I read this story a few days ago, and at first I was tempted to just let it go.

Then I realized that doing so would be missing an opportunity to point out just how terrible everyone even remotely, tangentially involved with the festering morass that is the Philadelphia Phillies truly is.

Here is what happened:

In an interview with Sports Illustrated, Heidi Hamels — wife of Phillies pitcher and smirky fratboy douchebag fuckface asshole Cole Hamels — shared the couple’s plan to adopt an AIDS baby.
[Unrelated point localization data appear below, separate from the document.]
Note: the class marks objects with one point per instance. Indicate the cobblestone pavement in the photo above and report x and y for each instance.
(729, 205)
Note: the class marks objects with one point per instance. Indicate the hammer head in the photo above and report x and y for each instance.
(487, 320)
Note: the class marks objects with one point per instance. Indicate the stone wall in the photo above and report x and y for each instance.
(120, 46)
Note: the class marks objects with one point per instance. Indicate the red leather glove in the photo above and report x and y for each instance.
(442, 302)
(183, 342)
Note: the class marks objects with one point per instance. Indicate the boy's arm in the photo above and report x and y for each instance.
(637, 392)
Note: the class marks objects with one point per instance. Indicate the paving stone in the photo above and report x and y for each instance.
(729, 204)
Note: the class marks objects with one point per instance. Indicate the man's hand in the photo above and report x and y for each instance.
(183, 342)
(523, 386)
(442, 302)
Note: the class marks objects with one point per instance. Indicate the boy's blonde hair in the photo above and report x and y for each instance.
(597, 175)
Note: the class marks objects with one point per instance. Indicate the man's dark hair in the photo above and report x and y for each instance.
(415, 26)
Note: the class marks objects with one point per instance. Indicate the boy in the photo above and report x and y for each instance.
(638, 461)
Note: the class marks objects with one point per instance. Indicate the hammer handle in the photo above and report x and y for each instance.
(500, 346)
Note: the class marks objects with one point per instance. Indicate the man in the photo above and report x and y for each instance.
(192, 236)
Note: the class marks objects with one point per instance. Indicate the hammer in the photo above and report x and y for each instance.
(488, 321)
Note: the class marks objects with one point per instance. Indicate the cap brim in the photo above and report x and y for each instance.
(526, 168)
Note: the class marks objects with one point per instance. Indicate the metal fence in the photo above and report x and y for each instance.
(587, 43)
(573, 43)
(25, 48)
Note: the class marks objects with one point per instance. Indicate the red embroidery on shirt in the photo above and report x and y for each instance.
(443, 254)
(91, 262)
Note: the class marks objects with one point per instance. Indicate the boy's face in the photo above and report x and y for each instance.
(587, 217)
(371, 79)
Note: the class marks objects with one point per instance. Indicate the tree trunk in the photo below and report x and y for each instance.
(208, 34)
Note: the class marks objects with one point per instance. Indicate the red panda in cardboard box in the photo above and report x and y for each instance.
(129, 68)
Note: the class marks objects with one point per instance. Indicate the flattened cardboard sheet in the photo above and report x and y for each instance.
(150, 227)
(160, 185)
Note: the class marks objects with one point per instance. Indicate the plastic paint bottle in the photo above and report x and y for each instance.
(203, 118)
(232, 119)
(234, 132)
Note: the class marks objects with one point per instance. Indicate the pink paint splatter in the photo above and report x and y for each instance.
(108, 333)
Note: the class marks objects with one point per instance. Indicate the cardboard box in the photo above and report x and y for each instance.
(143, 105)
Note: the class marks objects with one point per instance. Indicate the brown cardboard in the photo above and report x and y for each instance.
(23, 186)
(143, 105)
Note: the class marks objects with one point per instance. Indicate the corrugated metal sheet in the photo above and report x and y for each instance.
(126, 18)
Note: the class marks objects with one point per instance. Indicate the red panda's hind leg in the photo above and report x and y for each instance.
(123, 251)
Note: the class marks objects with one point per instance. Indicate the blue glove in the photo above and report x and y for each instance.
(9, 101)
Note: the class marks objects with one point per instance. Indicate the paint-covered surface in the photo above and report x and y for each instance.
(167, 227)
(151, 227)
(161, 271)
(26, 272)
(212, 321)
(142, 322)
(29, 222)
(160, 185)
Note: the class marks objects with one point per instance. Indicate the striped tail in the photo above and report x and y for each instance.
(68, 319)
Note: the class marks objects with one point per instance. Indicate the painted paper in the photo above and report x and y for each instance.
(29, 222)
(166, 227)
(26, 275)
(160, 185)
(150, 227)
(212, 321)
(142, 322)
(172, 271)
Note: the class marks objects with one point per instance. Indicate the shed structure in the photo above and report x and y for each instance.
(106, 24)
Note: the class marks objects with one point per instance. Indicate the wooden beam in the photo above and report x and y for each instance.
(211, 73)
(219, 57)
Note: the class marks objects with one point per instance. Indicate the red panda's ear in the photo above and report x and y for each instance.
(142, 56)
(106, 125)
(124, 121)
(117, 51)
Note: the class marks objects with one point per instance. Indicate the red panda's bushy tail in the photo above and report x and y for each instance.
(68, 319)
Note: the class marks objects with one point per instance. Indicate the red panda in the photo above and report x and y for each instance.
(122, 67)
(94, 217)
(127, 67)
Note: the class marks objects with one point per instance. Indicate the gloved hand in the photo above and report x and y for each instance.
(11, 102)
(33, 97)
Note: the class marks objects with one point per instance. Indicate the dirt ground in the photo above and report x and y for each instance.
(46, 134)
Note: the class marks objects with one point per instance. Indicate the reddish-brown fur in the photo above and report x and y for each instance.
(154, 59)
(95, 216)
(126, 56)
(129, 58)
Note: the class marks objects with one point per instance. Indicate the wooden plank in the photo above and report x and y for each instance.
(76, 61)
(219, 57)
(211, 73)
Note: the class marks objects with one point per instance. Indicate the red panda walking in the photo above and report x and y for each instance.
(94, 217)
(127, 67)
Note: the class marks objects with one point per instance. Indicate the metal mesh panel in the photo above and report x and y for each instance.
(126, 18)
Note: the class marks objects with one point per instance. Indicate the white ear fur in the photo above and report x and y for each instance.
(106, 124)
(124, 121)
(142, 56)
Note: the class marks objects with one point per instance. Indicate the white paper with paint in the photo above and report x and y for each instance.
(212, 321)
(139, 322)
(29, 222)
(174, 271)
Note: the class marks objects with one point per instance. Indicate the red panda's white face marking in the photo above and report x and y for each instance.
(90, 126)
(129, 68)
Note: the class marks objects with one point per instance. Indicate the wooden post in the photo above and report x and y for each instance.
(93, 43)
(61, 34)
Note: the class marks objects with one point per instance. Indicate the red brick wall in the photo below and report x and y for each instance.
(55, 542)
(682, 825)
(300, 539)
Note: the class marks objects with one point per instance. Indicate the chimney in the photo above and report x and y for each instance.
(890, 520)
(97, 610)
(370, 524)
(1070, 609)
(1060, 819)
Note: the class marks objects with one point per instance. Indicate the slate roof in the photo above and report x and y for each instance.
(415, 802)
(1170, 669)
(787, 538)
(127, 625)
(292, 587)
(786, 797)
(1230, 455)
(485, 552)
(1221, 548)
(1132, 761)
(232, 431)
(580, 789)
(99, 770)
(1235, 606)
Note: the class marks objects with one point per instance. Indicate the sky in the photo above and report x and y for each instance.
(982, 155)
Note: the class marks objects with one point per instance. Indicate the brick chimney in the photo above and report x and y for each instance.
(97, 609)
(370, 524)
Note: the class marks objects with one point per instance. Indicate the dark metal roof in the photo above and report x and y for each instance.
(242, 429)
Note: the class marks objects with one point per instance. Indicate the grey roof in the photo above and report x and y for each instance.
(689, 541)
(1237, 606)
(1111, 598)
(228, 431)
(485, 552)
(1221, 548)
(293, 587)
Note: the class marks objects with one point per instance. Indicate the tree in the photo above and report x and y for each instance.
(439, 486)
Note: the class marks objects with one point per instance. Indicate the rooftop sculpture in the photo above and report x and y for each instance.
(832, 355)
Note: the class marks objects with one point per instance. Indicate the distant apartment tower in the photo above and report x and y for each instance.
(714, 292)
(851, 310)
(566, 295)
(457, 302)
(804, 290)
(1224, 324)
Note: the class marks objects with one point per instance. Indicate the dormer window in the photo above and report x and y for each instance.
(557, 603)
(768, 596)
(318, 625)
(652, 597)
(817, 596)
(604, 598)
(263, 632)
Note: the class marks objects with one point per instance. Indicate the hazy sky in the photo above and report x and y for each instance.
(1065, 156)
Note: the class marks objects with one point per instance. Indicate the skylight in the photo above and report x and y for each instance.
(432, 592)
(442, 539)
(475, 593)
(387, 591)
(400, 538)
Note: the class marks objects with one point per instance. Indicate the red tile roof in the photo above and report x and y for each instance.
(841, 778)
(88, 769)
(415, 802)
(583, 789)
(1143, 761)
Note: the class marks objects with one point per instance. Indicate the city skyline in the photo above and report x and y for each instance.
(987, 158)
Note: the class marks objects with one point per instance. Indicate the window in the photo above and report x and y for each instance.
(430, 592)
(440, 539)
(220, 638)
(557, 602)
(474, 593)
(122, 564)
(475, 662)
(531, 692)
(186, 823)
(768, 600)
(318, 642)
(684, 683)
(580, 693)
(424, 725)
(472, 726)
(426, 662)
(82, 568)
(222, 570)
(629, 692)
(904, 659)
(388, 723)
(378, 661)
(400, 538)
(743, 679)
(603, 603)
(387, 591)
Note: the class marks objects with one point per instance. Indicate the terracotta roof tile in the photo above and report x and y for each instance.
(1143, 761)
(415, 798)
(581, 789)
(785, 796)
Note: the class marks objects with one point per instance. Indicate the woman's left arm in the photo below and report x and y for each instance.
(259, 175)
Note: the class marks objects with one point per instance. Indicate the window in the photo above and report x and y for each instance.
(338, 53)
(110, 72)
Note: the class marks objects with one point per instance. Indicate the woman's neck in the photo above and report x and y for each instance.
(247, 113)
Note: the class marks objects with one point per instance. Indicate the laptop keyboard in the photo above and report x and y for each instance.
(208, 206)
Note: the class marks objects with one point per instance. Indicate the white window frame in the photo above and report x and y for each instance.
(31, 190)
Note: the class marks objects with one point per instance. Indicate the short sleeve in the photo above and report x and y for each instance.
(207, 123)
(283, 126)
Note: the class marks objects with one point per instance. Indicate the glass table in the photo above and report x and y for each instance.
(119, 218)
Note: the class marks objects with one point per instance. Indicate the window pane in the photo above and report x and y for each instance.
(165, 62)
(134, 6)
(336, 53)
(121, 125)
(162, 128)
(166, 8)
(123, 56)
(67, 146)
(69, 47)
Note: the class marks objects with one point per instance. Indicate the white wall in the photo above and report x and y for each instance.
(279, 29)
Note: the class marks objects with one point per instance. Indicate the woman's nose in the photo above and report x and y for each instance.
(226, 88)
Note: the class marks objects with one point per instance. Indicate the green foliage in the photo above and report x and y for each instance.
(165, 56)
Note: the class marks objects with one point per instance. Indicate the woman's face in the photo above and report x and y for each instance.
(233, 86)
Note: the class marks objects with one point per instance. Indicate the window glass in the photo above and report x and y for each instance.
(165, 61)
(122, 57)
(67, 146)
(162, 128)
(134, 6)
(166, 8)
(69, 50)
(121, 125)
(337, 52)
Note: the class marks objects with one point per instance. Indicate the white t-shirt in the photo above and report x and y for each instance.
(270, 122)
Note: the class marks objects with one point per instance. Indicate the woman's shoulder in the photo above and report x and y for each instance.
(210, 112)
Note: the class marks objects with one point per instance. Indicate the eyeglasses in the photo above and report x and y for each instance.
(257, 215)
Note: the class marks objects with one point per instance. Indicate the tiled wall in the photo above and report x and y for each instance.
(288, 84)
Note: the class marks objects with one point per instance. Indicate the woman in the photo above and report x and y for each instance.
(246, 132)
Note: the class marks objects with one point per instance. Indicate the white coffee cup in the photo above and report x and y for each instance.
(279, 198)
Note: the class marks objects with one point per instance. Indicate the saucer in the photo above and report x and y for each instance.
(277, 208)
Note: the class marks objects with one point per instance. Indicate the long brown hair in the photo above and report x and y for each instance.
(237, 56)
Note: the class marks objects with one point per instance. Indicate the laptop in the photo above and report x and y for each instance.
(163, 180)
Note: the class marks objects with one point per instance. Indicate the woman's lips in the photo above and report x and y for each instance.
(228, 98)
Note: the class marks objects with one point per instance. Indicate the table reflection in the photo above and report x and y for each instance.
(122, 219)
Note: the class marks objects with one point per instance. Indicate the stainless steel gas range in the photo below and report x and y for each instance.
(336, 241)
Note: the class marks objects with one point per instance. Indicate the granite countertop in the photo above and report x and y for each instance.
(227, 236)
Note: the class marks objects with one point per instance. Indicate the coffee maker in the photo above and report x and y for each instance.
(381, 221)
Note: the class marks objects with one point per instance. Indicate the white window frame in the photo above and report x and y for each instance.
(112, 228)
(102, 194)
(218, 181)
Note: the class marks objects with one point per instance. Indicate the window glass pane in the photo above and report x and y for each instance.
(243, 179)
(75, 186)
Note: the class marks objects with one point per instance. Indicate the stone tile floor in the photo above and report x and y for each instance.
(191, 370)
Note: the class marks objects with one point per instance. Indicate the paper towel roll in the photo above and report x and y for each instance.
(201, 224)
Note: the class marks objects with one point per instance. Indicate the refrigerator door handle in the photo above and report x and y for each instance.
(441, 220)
You will be happy to know she’s doing it for all the right reasons:

“We’re in the process of adopting an AIDS orphan from Ethiopia,” she said. “Maybe two. I’m so pumped. I’d adopt six if I could. When I was five years old — I grew up in a very rural town in Missouri, and I had never even seen a black person — they asked us to draw a picture of ourselves in the future, and I drew myself holding hands with a line of tiny black stick figures. I’ve always wanted this.”

To be fair, Heidi Hamels initially got famous for going on a reality show and taking her clothes off for peanut butter. That has nothing to do with this story — I just wanted to point out that Cole Hamels’ inevitable divorce will cost way more than a 128 oz. tub of Skippy from Costco that would have yielded the same results. The douchebag.